Best Friend Luke
When I was growing up my best friend was my cousin Luke. He wanted to start a pickle factory, and find fraggle rock. He was a sweet guy. And then he started changing. And then when he was fourteen he got hospitalized for the first time, ended up homeless during most of his teenage years, went in and out of institutions, and now lives in a group home and gets a shot in the butt once every two weeks. He’s been on heavy neuroleptics for so long that he blinks a lot, he gets really tired when his shot wears off, and he’s never gone back to school. And as soon as he went into the hospital, I just knew, that’s where I was going too. It was creepy to get such a horrible premonition, at least fifteen years before it happened.
I’m actually a second generation psych survivor in a way, I have an aunt who survived rounds of ECT and several involuntary admissions. She’s pretty open about it, and I remember growing up around her sometimes her siblings would start talking about something they’d done in their childhoods and she wouldn’t remember it at all. There’s just wide swaths of memory that are gone. I can’t imagine how frustrating that would feel, to have huge chunks of childhood missing. She was, and is, a fun auntie. I remember one time she was slightly hypomanic and had just gotten a deep fat fryer, and for an entire weekend she just made donut after donut. It was truly a sight to behold. Luke and I ate so many donuts. Sugar and cinnamon donuts. I don’t think she used the fryer again, she just wanted it for donut weekend.
In fact, way in the distant past, my grandfather had a brother who had a manic episode during the Second World War, and was convinced Nazi’s were coming to Little Pine. It’s funny to think about Nazi’s attacking a reservation in the middle of nowhere Canada, but it probably did feel really scary for him, god that would be a suck ass delusion to have.
So it goes, generation after generation.
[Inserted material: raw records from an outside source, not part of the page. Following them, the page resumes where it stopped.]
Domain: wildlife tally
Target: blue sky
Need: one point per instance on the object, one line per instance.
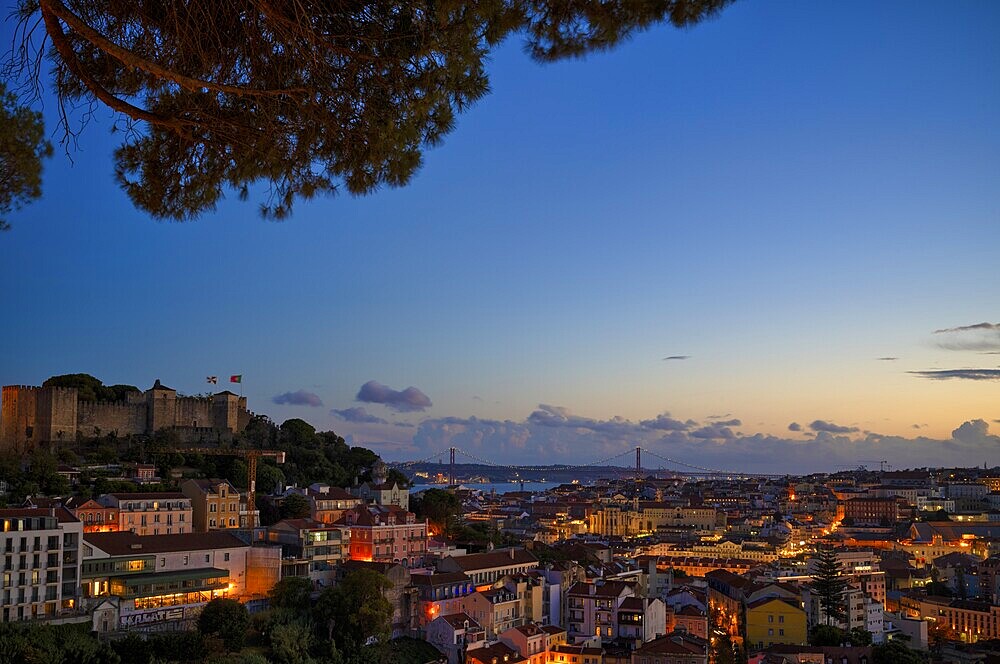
(784, 194)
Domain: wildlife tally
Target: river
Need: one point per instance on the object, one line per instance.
(500, 487)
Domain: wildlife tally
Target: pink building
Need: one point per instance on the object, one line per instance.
(386, 534)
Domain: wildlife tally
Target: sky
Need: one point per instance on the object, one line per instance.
(797, 202)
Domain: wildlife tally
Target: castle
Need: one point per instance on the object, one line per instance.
(33, 416)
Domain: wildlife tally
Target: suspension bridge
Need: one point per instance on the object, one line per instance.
(674, 466)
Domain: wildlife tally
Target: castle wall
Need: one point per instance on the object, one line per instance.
(161, 410)
(56, 414)
(17, 417)
(193, 412)
(42, 415)
(103, 417)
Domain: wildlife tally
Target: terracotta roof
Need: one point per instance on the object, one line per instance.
(375, 515)
(632, 604)
(438, 578)
(606, 589)
(494, 559)
(458, 620)
(332, 493)
(674, 644)
(767, 600)
(306, 524)
(62, 514)
(128, 543)
(209, 486)
(502, 652)
(154, 495)
(529, 629)
(576, 650)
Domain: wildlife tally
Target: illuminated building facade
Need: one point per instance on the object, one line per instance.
(161, 582)
(159, 513)
(215, 504)
(386, 534)
(440, 594)
(96, 518)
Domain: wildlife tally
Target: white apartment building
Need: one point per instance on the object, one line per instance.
(41, 562)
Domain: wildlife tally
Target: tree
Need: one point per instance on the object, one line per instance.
(827, 635)
(439, 506)
(293, 593)
(295, 506)
(226, 618)
(89, 388)
(305, 97)
(290, 643)
(829, 584)
(895, 652)
(859, 636)
(22, 149)
(396, 476)
(355, 611)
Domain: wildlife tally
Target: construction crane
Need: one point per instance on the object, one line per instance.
(251, 456)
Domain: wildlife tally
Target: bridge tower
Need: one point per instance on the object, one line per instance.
(451, 467)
Most of the people in my family with bipolar disorder are doing decently well though. It makes for ornery family gatherings, but whatever.
One time when Luke and I were kids we pissed each other off in this, well, yeah, we were crazy kids. We were canoing with my grandparents and the lake got some whitecaps so we had to hunker down on an island. And I was really bored so I started collecting lichen, because I collected stuff as a kid, like rocks and neat sticks and stuff. And Luke started chasing me around yelling “She’s itchin’ for lichen!” and then I got mad at him and then he threw my lichen in the lake and I cried. It was, that was typical of our relationship. One time I was trying to ignore him by reading an illustrated copy of Heidi and he started singing “She’s got the heidi heidi ho!” and then he pointed at the picture of Heidi’s grandfather and said “The old man is down the road!” God he said the weirdest things. His diagnosis is schizophrenia by the way. He was so fun. It’s different between us now. We ended up both going to Coast when we lived in the Lower Mainland. He went to the Port Coquitlam Coast and I went to the Vancouver Coast. Coast is a clubhouse for people with mental illnesses. You can use the internet, do laundry, watch a movie, drink coffee, and get fed. HUGE plates, of terrible food. I’m sorry, but it’s true, mass cheaply made food is usually not very good. Thanksgiving dinners there were nice though.
That’s where we started meeting our crazy friends I guess. I mean, the ones in the system. Most of my friends are slightly crazy to varying degrees. But that’s where I started meeting consumers who were more politicized, or who weren’t consumers at all.
Once when we were kids Luke gave me a haircut that made me look like I had a lobotomy, we still have the pictures.
If it hadn’t been for Luke I wouldn’t have been immersed in the machismo of boyhood. He and his brother were supposed to take me to see Santa Bear Saves Christmas and instead we ended up at Indiana Jones and the Temple of Doom. I also saw V (a show about reptilians who ripped off their human skins), Knight Rider, all the Star Trek and Star Wars movies, and the Aliens series. My mom didn’t find out until much later, she was so upset, she was trying to do feminist media savvy filtering and I got corrupted anyway.
I wonder oftentimes how come he ended up where he is and I ended up where I am. Sometimes I think it’s because he’s a dark skinned aboriginal man and I’m a light skinned aboriginal woman. Race plays a HUGE role in how you’re treated in the psych system. I don’t know that he is schizophrenic, but he’s a brown man so he has a statistically higher probability of getting the schiz label over the other ones. It’s not that men of color are really more commonly schizophrenic, it’s that psychiatrists just label them more often. I know he’s been on experimental drugs more than once in his life. I also know that the aboriginal community in Canada is routinely used in drug testing.
The other day he called and was really upset, he had some microwave popcorn and someone else has to microwave it for him and they weren’t doing it for him. They were just sitting around ignoring him and all he wanted was some popcorn. God that pisses me off. And it’s the little things really, little crap like that that can be so abusive. Fuckers.
He and I aren’t best friends anymore, but we still have a lot in common.